The Loss of a Pal, No Need for a Smoke
Since my last SharePost, I’ve had to say goodbye to my most supportive, loving presence – always on my side for well over a decade – my beloved pooch, little Miles. As I write this, I feel devastated. It was only yesterday, shortly before the noon hour, that I hopelessly stroked my dearest friend’s forehead as he was injected with an overdose of anesthetic. I continue to cry openly at my profound loss.
Miles had become ill over a week ago and I’d had the vet keep him alive via intravenous feeding and antibiotics to try to get his poor liver functioning again. He was so very weak and ill, and had always been so vibrant and full of life and had constantly filled my life with his solid, powerful 35-pound bundle of joyous exuberance.
Over the years some of his black fur had turned white, especially around his face and paws. But his loving energy very rarely waned. Miles was never subjected to noxious cigarette fumes from yours truly, nor did he ever have to contend with irrational drunken behavior. He came into my life via a “doggie rescue lady” years after I had arrested my respective addictions to booze and nicotine. I’ve done my best to provide little Miles with a safe, loving environment and he, in turn, gave me everything he was, in abundance, i.e., he “spoiled” me, thus my grief feels momentarily unbearable. I experience waves of realization, profound loss clutching my throat and weighing heavy as a huge stone upon my heart.
The need for a cigarette or a drink never materializes; the need to break down frequently does. This grieving process would have been exacerbated many years ago via alcohol and cigarettes.

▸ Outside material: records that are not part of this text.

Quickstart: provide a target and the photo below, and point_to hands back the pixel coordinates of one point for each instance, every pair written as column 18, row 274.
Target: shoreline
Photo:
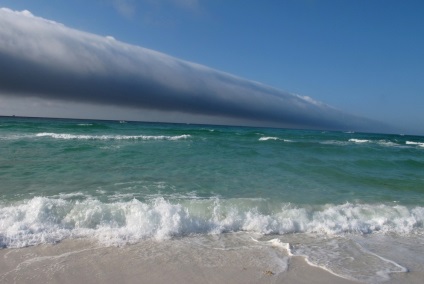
column 80, row 261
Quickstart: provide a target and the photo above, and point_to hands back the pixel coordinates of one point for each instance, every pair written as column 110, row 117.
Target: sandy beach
column 151, row 262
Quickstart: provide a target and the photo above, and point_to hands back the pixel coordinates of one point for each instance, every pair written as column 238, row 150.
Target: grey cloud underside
column 48, row 60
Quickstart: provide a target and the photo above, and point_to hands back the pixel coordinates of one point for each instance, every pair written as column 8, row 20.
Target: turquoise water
column 123, row 182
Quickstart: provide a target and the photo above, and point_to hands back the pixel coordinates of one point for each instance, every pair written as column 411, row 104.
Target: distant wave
column 359, row 140
column 420, row 144
column 47, row 220
column 274, row 138
column 67, row 136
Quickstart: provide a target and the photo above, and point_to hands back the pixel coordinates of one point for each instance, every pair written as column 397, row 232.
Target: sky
column 301, row 63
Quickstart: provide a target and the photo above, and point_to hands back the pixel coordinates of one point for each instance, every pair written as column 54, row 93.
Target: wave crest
column 47, row 220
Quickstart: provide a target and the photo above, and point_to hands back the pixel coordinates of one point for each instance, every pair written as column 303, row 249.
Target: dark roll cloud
column 45, row 59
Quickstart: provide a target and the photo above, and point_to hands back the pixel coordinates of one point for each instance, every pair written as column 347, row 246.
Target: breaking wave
column 47, row 220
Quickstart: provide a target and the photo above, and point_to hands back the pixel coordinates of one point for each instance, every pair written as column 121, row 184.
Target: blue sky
column 362, row 57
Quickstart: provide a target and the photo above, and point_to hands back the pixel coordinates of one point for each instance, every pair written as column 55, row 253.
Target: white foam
column 44, row 220
column 420, row 144
column 359, row 140
column 67, row 136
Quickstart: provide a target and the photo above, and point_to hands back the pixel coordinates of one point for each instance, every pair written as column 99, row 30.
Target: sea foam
column 47, row 220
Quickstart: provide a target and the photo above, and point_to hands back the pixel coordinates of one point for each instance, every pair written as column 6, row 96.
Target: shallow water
column 121, row 183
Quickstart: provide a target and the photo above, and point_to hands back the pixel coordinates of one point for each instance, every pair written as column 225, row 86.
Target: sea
column 350, row 203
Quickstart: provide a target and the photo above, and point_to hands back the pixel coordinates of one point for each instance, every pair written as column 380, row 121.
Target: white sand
column 158, row 262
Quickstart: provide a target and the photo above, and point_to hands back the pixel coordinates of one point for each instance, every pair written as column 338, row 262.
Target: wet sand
column 173, row 261
column 151, row 262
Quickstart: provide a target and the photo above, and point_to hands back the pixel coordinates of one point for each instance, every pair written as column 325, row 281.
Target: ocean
column 350, row 203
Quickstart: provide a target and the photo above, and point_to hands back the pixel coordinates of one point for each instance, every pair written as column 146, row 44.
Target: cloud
column 124, row 7
column 44, row 59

I know how very much I was loved by Miles and will always hold in my heart an individual who held nothing back. I miss Miles. I don’t miss nicotine and alcohol.
I urge you to take action in freeing yourself from the grip of nicotine and, if applicable, mind altering drugs and alcohol.
The ability to feel your authentic emotions – even the pain of a severe loss – is real life to be cherished, unimpaired by cigarette breaks.
It was a privilege to share my life with little Miles. Please reclaim your life. It can be a treasurable experience.